If you look at target-specific implementations of CanMergeStoresTo it essentially serves as a context-specific find maximum store which is what we need here. If you massage that interface a bit you can fold most of this check in there.

fhahn added a comment.Apr 3 2019, 2:55 PM

It's not sufficient to check if you can merge two stores into a valid node; there are backends where you need 4 or more to get a legal merged store.

If you look at target-specific implementations of CanMergeStoresTo it essentially serves as a context-specific find maximum store which is what we need here. If you massage that interface a bit you can fold most of this check in there.

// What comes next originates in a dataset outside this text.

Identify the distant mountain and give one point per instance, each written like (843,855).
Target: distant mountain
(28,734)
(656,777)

Yeah, that might be a better approach. IIUC we would need the (potentially separate) limits for integer types, floating point types and vector types. And accounting for when we can convert to vector types. Does that make sense?

fhahn added a comment.May 3 2019, 8:48 AM

It's not sufficient to check if you can merge two stores into a valid node; there are backends where you need 4 or more to get a legal merged store.

If you look at target-specific implementations of CanMergeStoresTo it essentially serves as a context-specific find maximum store which is what we need here. If you massage that interface a bit you can fold most of this check in there.

Sorry for the long delay with getting back to this one! I had a look at the X86 and AArch64 implementations of CanMergeStoresTo and it looks like they are not too helpful with getting a reasonable upper bound. They return true for functions without noimplicitfloat and otherwise limit the size to 64 bits or 32 bits for X86 32 bit mode. I think one thing that's more important to check is whether the merged type is legal for the target. This will weed out stores with types too large for the target.

So I think we need to do more work than just checking canMergeStoresTo unfortunately. What we would need is the maximum size for integer, float and vector stores I think, but I am not sure if any existing interface provides that info.

niravd added a comment.May 6 2019, 7:30 AM

The current interfaces definitely do not provide anything like that. As I recall, most of the use cases requiring canMergeStoresTo involve ad hoc ways to locally declare a type/operation invalid localized to the specific target, so I suggest the just marginally expanding hte interface to capture the one issue we've seen so far (no-implict-float) and defer any deeper analysis for when we run into it.